Analizzando la prima metà della lista, emerge chiaramente la volontà di Apple di dominare incontrastata il settore dei wearable. Sebbene le “AirPods AI” possano sembrare un’evoluzione naturale degli attuali auricolari piuttosto che una categoria a sé stante, Gurman le inserisce nell’elenco perché le loro capacità di elaborazione autonoma e l’integrazione profonda con l’intelligenza artificiale le renderanno dei dispositivi indipendenti e rivoluzionari.

Per quanto riguarda i chiacchieratissimi Apple Glasses, ovvero i veri e propri occhiali smart leggeri per la realtà aumentata (da non confondere con l’ingombrante visore Vision Pro), le ultime stime indicano una presentazione ufficiale prevista tra la fine di quest’anno e i primi mesi del 2027, con un rilascio sul mercato fissato proprio per il 2027. La vera sorpresa è però il “Pendant”: un particolarissimo e minuscolo dispositivo indossabile, simile a un ciondolo, che fungerà da alternativa economica agli occhiali. Tutti e tre questi gadget faranno un affidamento massiccio sul collegamento continuo con l’iPhone per elaborare le complesse richieste vocali rivolte al nuovo Siri e per gestire le funzioni avanzate di Apple Intelligence.

L’invasione pacifica della Smart Home

La seconda parte dell’elenco conferma in modo inequivocabile che il prossimo, grande campo di battaglia per Apple sarà il nostro salotto. L’azienda è pronta a fare concorrenza spietata ad Amazon e Google lanciando una serie di prodotti dedicati esclusivamente alla domotica e alla sicurezza domestica.

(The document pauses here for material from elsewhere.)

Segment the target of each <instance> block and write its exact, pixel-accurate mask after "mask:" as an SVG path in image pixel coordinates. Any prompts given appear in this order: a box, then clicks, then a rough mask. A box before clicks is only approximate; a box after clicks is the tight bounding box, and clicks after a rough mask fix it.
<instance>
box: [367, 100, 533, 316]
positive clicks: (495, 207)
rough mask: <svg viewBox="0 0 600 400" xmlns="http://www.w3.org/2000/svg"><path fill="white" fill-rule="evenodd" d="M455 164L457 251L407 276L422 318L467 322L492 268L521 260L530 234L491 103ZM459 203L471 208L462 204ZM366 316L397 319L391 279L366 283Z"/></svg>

Il primo a vedere la luce dovrebbe essere lo Smart Display, già ribattezzato in rete con il nome non ufficiale di “HomePad“. Questo schermo intelligente per il controllo della casa potrebbe essere svelato in autunno, forse proprio durante il grande evento di presentazione della gamma iPhone 18 a settembre. Molta curiosità ruota anche attorno alla primissima “Security Camera” proprietaria: una videocamera di sorveglianza per interni ed esterni che promette un livello di crittografia e tutela della privacy dei filmati inarrivabile per la concorrenza, attesa anch’essa entro la fine dell’anno.

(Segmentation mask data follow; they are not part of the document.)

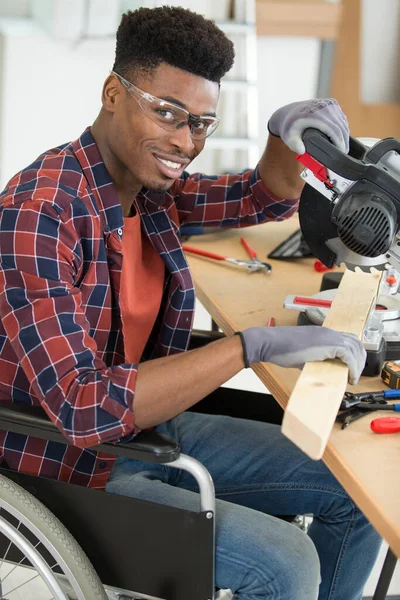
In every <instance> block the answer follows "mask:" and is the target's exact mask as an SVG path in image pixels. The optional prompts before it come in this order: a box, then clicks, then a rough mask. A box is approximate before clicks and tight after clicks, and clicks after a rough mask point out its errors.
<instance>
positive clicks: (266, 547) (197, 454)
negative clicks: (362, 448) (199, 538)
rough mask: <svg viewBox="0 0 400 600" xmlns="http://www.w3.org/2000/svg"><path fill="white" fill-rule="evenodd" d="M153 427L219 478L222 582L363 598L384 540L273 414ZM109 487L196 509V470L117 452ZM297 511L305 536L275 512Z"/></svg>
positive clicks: (166, 502) (218, 540) (184, 418)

Infine, il progetto più ambizioso e fantascientifico rimane il “Tabletop Robot”, un dispositivo robotico da tavolo dotato di un display mobile capace di seguire i movimenti dell’utente durante le videochiamate. Inizialmente programmato per il 2027, Gurman ha lasciato intendere che la complessità ingegneristica di questo braccio robotico potrebbe far slittare il suo debutto ufficiale direttamente al 2028.